Is this Covid thing the worst thing since a rat got off a boat in London and spread the Black Death or is this an overblown cold whose management has been mucked up by inexperienced and panicky politicians, paying too much attention to bad modelling and bullying social media? Above all: will Covid finally kill the pub?
Oh and for good measure, and the subject of this column: will Covid kill the CBD?
I’ve raised this before but having seen no effective action on this rather important question in either the UK or Australia I raise it again.
Are we really going to do what we appear to be doing, that is, destroying our city centres and main office districts? And doing so without any sign of a fightback from anyone – including the big corporations, media, governments, unions, universities and indeed we who read this esteemed journal?
Are there no economists out there who think what is happening is nuts? Are there no mass transport advocates fighting to the last to save their beloved modes? Are there no interior designers and office owners showing us how we can get 85 per cent and more of staff back into their offices safely?
Where are the health experts pointing out how disastrous for personal health is home-working in comparison with walking to the rail station or bus stop for the daily commute?
Where are the unions pointing out how disempowered workers are when dispersed at home as they now are? And how vulnerable they will be to erosion of their rights and indeed pay, as employers will soon start devolving their jobs permanently away from, say, the City of London not to Croydon in outer London, or from Sydney to Penrith, but to Bangalore or somewhere even cheaper?
Where are the economists shouting out that a society that disaggregates like we are seeing is throwing away the benefits of agglomeration and indeed centuries of learning about agglomeration economics – reminding us that the office and the street outside the office is where most economic value is added and spillover benefits realised?

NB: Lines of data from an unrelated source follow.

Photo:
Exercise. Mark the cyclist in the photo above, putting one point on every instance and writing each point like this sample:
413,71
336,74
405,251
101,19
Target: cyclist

I’m willing to have a discussion with anyone, even if they think all this destruction of value and yes, lives, is unavoidable (I don’t) but not if they won’t recognise that our collective passivity in the face of this ruination of the urban is nuts.
This sign of civilisation’s exhaustion is something we are not seeing, I have to point out, in Singapore and other Asian cities, or it must be said, in Stockholm.
Don’t get me wrong. I am a strong supporter of the revival of regional cities in Australia as in the UK. They have suffered for too long from policies favouring the overheating of London in the UK and the state capital cities in Australia.
There are indeed opportunities from the travails of the CBD office for them. Some rebalancing is necessary and overdue. Covid has galvanised this possibility and I really want something structurally better for Australian and UK cities and communities to come out the other side of the virus.
The problem is that we forget that radical homeworking endangers those cities too and may disrupt or weaken their own process of agglomeration whose progress has been vital to their regions’ recoveries, such as they are, over the last few decades.
The flight of retail capacity from all town centres is hugely worrying – and it has been speeded up by Covid dramatically, as people at home don’t visit physical shops and have discovered “clicks” so don’t feel they need “bricks”.
We need a fightback. Not against the pandemic as this is a collective effort already underway.
The fight back is for the city especially those cities of what you might call a human scale. Now is the time for all good men and women to come to the aid of the city! Are you joining the fight?